Robertson and Doshi point out that the tolls of previous pandemics were not recorded with daily updates on digital dashboards that anyone can easily access through the internet. "Pandemic dashboards provide endless fuel, ensuring the constant newsworthiness of the covid-19 pandemic, even when the threat is low," they argue. "In doing so, [pandemic dashboards] might prolong the pandemic by curtailing a sense of closure or a return to pre-pandemic life." Their advice? "Deactivating or disconnecting ourselves from the dashboards may be the single most powerful action towards ending the pandemic."
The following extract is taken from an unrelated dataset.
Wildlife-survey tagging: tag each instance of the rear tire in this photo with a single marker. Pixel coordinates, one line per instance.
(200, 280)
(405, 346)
In May 2020, just three months into the COVID-19 pandemic when there had been only 1.4 million cases and 82,000 deaths in the U.S., I cited an article in which New York Times science reporter Gina Kolata asked, "When will the Covid-19 pandemic end? And how?" She noted that pandemics medically end when disease incidence and death rates plummet as herd immunity is achieved through either mass infection or mass vaccination. On the other hand, epidemics socially end when people grow tired of panic mode and learn to live with a disease.

In June 2021, as increasing numbers of Americans were getting vaccinated, I suggested that the end of the pandemic and a return to normalcy was in sight because daily COVID-19 deaths were approaching those of a bad flu season. I concluded that "barring an outbreak of a new highly transmissible and vaccine-resistant COVID-19 virus variant, normality is well in sight if not already here."

President Joe Biden gave a White House speech on July 4 "celebrating Independence Day and Independence from COVID-19." Biden did, however, caution, "Don't get me wrong, COVID-19 is—has not been vanquished. We all know powerful variants have emerged, like the Delta variant, but the best defense against these variants is to get vaccinated."

Well, a highly transmissible and vaccine-resistant variant has indeed emerged, but there are hopeful indications that it may cause less severe disease. And the best defense remains vaccination and booster shots.

A truly amazing best case scenario would be that infections from an exceptionally contagious yet extremely mild omicron variant speed the process of achieving herd immunity that could immunize us at least somewhat against future coronavirus variants. In any case, the BMJ authors may well be right that turning off our screens might improve our mental health—still, it will not make the virus go away.